(This version of the March 26th story corrects value of China’s U.S. semiconductor imports in paragraph 14)
By David Lawder and Ryan Woo
WASHINGTON/BEIJING (Reuters) - Top Trump administration officials are asking China to cut tariffs on imported cars, allow foreign majority ownership of financial services firms and buy more U.S.-made semiconductors in negotiations to avoid plans to slap tariffs on a host of Chinese goods and a potential trade war.
A person familiar with the discussions said these were among the asks from Treasury Secretary Steven Mnuchin and U.S. Trade Representative Robert Lighthizer as they pursue talks with Beijing.
The Wall Street Journal first reported the demands from U.S. officials, saying they came in a letter sent to Beijing last week.
White House trade adviser Peter Navarro confirmed that President Donald Trump asked Mnuchin and Lighthizer to try to resolve trade differences with China.
“We’re hopeful there that China will work with us to basically address some of these practices,” Navarro told CNBC television.
U.S. stocks surged on Monday on the news that the two sides were talking, after a massive rout last week when Trump announced plans to impose tariffs on up to $60 billion of Chinese imports over alleged misappropriation of U.S. intellectual property.
The Dow Jones Industrial Average .DJI posted its third biggest point gain ever, rising 669.4 points, or 2.8 percent, to close at 24,202.6 while the broader S&P 500 .SPX rose 2.7 percent after a nearly 6 percent drop last week.
Chinese Foreign Ministry spokeswoman Hua Chunying said China’s door was always open to talks, but that this needed to happen on the basis of equality and mutual respect with a “win-win” outcome.
Premier Li Keqiang said earlier on Monday that China and the United States should maintain negotiations and repeated pledges to ease access for American businesses to China’s markets.
Li told a conference that included global chief executives that China would treat foreign and domestic firms equally, would not force foreign firms to transfer technology and would strengthen intellectual property rights, repeating promises that have failed to placate Washington.
Despite a steady stream of fierce rhetoric from Chinese state media lambasting the United States for being a “bully” and warning of retaliation, Chinese and U.S. officials are busy negotiating behind the scenes.
In an interview aired on Sunday, Mnuchin told Fox News that he was pursuing an agreement with the Chinese “for them to open up their markets, reduce their tariffs, stop forced technology transfer.
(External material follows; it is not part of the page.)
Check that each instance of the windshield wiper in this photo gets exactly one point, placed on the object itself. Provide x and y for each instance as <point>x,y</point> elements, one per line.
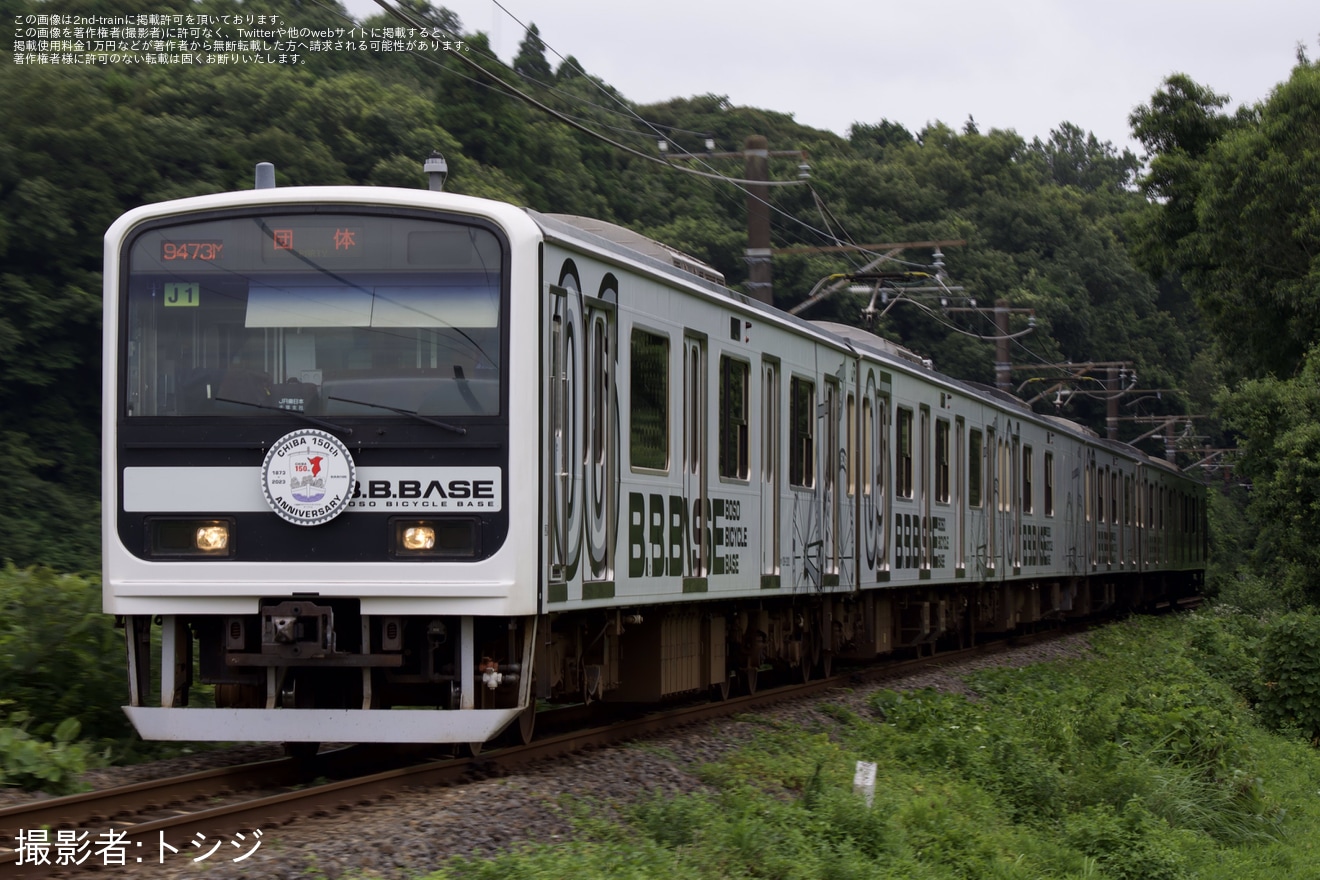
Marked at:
<point>288,412</point>
<point>457,429</point>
These are all the things we want to do.”
“We are proceeding with these tariffs, we’re not putting them on hold unless we have an acceptable agreement that the president signs off on,” Mnuchin added.
China has offered to buy more U.S. semiconductors by diverting some purchases from South Korea and Taiwan, the Financial Times reported, citing people briefed on the negotiations. China imported $11 billion of semiconductors - comprising chips, diodes and transistors - from the United States last year.
Chinese officials are also working to finalize rules by May - instead of the end of June - to allow foreign financial groups to take majority stakes in Chinese securities firms, the Financial Times said.
“I anticipate that for political reasons it would be logical for China to respond, because countries do,” Blackstone Group (BX.N) Chief Executive Stephen Schwarzman told Reuters on Monday on the sidelines of the Beijing conference where Li spoke.
“That’s why I view this more as a skirmish, and I think the interests of both countries are served by resolving some of these matters.”
China called on World Trade Organization members on Monday to unite to oppose Trump’s proposed tariffs targeting alleged intellectual property theft, saying they should “lock this beast back into the cage of WTO rules.”
On Friday, China responded to the U.S. tariffs on steel and aluminum by declaring plans to levy additional duties on up to $3 billion of U.S. imports, including fruit, nuts and wine.
China could also inflict pain on U.S. multinationals that rely on China for a substantial - and growing - portion of their total revenues, said Alex Wolf, senior emerging markets economist at Aberdeen Standard Investments.
China can increase the regulatory burden on U.S companies through new inspections and rules; ban travel; stop providing export licenses of key intermediate goods; raise the tax burden on U.S. multinationals in China; or block U.S. companies from the government procurement market, he said.
The Trump administration has demanded that China immediately cut its $375 billion trade surplus with the United States by $100 billion.
China has a 25 percent tariff on U.S. cars and has talked recently of lowering it, while Trump has often complained that the U.S. import tariff on passenger vehicles is only 2.5 percent. China’s imports of U.S.-built motor vehicles totaled $10.6 billion in 2017, about 8 percent of the country’s overall U.S. imports by value, according to U.S. government data.
On the reported offer to increase U.S. semiconductor imports, it is unclear how U.S. chips would replace South Korean and Taiwanese chips, since there is minimal overlap between U.S. chips and those of the two Asian producers.
China is heavily dependent on foreign semiconductors, one of its biggest import categories by value. That said, the United States accounted for just 1 percent of China’s total semiconductor imports last year by value, according to Reuters calculations based on Chinese customs data.